There are times when reviews stall due to differences between reviewers, developers and OWNERS. If this happens, please escalate the situation to one of the people in the top-level OWNERS file (or another of the owners if already discussing with a top-level owner). If the disagreement has moved up through all the OWNERS files in the PDFium repo, the escalation should then proceed to the Chromium ATL_OWNERS as the final deciders.
The Standard of Code Review document has some good guidance on resolving conflicts during code review.
All contributors must complete the Google contributor license agreement. For individual contributors, please complete the Individual Contributor License Agreement online. Corporate contributors must fill out the Corporate Contributor License Agreement and send it to us as described on that page.

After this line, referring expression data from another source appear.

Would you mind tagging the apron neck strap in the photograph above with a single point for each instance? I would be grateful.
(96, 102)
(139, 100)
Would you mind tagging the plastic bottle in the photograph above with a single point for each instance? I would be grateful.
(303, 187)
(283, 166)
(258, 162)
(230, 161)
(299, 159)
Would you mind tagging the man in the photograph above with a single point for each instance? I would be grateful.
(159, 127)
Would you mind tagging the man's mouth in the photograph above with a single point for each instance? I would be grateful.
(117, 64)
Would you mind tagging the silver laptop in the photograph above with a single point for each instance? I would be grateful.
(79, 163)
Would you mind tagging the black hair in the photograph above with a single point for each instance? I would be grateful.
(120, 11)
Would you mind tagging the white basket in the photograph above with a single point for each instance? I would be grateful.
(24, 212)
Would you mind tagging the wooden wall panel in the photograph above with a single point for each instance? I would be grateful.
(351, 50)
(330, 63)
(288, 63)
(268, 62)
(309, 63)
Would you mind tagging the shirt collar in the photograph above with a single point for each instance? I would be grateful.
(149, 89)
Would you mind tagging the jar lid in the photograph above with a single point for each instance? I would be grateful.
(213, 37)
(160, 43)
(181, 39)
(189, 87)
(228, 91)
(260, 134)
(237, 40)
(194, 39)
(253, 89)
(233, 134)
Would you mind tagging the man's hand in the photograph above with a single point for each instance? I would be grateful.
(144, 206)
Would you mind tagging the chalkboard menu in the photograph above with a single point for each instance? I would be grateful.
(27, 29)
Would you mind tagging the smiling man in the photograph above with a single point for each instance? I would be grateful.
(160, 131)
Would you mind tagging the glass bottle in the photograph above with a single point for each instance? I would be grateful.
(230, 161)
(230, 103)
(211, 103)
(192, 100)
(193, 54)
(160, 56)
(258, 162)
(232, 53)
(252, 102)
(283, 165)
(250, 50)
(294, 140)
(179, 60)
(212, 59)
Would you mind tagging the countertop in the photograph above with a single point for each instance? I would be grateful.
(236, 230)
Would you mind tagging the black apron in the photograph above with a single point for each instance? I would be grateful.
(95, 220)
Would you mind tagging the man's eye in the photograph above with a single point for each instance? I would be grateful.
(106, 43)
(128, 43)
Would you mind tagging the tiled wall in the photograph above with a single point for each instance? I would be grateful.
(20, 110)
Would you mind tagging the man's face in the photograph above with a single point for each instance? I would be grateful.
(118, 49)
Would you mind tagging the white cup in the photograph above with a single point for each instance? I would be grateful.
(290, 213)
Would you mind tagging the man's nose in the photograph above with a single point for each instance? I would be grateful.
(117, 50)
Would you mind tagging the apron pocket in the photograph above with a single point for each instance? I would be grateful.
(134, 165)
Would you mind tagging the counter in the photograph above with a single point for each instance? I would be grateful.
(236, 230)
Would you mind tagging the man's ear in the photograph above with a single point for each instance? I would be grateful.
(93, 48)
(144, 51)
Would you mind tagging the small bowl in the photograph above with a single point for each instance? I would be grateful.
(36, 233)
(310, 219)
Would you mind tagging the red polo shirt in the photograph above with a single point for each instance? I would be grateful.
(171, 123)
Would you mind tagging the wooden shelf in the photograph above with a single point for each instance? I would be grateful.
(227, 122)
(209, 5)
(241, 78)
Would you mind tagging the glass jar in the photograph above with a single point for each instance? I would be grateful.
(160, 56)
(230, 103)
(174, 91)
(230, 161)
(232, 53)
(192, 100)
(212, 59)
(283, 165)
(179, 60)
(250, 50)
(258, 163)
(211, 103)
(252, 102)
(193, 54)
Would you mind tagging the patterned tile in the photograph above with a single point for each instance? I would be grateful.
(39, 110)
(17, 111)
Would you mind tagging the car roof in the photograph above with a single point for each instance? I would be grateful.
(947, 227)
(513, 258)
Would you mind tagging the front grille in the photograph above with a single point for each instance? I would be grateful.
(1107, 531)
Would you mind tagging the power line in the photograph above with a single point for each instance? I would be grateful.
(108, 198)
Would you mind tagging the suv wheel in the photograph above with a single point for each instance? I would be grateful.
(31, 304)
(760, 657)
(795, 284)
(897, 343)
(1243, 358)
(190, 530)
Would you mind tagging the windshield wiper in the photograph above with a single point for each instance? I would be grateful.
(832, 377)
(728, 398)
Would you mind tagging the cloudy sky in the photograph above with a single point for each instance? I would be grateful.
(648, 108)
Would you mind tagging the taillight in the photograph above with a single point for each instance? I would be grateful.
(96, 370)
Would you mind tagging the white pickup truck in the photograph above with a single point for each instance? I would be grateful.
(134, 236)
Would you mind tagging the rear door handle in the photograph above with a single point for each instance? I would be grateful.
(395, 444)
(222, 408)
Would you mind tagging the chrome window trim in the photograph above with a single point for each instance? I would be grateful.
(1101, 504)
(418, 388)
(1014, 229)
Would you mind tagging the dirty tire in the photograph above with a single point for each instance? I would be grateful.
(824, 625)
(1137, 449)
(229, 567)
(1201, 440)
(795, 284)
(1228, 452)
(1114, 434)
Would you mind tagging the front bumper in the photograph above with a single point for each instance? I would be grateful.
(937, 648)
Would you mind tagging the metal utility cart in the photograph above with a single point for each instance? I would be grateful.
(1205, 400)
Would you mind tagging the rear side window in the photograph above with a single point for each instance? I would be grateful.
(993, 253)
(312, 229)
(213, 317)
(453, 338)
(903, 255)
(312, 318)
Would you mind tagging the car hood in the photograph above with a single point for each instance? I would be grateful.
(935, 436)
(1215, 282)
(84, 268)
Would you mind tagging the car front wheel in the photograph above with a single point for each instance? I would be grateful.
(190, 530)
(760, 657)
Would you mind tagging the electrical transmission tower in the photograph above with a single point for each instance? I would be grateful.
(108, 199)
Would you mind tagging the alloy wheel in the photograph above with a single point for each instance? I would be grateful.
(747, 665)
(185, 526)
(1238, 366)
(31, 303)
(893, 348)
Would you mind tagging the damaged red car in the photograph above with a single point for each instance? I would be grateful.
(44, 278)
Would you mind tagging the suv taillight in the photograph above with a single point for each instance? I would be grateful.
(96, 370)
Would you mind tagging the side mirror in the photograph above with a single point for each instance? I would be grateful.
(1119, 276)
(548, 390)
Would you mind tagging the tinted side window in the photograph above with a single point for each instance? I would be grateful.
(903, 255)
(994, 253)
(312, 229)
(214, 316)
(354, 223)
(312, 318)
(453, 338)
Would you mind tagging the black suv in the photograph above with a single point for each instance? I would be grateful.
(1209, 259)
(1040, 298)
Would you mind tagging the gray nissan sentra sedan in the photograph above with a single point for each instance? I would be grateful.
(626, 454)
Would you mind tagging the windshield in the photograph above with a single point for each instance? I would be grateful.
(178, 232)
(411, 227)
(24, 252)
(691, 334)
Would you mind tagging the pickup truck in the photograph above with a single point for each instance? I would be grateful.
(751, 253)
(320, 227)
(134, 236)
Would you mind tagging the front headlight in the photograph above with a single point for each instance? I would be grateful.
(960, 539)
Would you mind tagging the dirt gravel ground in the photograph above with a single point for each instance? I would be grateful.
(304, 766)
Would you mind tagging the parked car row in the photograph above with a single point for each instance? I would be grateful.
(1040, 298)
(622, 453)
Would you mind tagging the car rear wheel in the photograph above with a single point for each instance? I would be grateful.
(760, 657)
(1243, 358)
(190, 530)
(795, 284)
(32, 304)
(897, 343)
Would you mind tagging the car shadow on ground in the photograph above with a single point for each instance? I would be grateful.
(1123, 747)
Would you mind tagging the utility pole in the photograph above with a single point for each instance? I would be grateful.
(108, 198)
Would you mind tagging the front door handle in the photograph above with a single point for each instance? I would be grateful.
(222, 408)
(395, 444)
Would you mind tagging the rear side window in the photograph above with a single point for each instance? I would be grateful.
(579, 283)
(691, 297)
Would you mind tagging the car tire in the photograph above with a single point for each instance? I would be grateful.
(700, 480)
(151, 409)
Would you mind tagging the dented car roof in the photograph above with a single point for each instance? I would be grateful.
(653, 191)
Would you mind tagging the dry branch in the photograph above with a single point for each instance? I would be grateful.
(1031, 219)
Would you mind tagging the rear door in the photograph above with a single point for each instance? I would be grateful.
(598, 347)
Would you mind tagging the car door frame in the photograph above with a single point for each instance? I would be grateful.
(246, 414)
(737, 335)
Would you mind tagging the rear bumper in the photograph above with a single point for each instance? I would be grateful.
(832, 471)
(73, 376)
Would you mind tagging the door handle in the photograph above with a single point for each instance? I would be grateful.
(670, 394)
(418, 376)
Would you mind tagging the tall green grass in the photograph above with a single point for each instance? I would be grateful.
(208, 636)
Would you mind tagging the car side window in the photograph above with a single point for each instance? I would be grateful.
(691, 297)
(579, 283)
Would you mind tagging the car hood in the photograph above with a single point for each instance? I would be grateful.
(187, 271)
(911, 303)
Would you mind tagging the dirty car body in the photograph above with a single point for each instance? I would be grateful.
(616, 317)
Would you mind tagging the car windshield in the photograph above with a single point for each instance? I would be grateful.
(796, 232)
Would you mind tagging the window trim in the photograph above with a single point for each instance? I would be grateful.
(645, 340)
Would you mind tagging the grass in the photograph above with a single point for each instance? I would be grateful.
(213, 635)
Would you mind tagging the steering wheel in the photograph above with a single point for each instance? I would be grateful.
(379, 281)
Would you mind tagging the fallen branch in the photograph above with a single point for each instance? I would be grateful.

Your first CL should add yourself to the AUTHORS file (unless you’re covered by one of the blanket entries).
Before LGTMing a change, ensure that the contribution can be accepted:
- Definition: The "author" is the email address that owns the code review request on https://pdfium-review.googlesource.com
- Ensure the author is already listed in AUTHORS. In some cases, the author's company might have a wildcard rule (e.g. *@google.com).
- If the author or their company is not listed, the CL should include a new
AUTHORS entry.
- Ensure the new entry is reviewed by a reviewer who works for Google.
- Contributor License Agreement can be verified by Googlers at http://go/cla
- If there is a corporate CLA for the author‘s company, it must list the person explicitly (or the list of authorized contributors must say something like "All employees"). If the author is not on their company’s roster, do not accept the change.
The PDFium code base has been around in one form or another for a long time. As such, there is a lot of legacy hidden in the existing code. There are surprising interactions and untested corners of the code. We are actively working on increasing code coverage on the existing code, and especially welcome additions which move the coverage upwards. All new code should come with tests (either unit tests or integration tests depending on the feature).
As part of this legacy nature, there is a good chance the code you’re working with wasn’t designed to do what you need it to do. There are often refactorings and bug fixes that end up happening along with feature development. Those fixes/refactorings should be pulled out to their own changes with the appropriate tests. This will make reviews a lot easier as, currently, it can be hard to tell if there are far reaching effects of a given change.
There is a lot of existing technical debt that is being paid down in PDFium, anything we can do here to make future development easier is a great benefit to the project. This debt means means code reviews can take a bit longer if research is needed to determine how a feature change will interact with the rest of the system.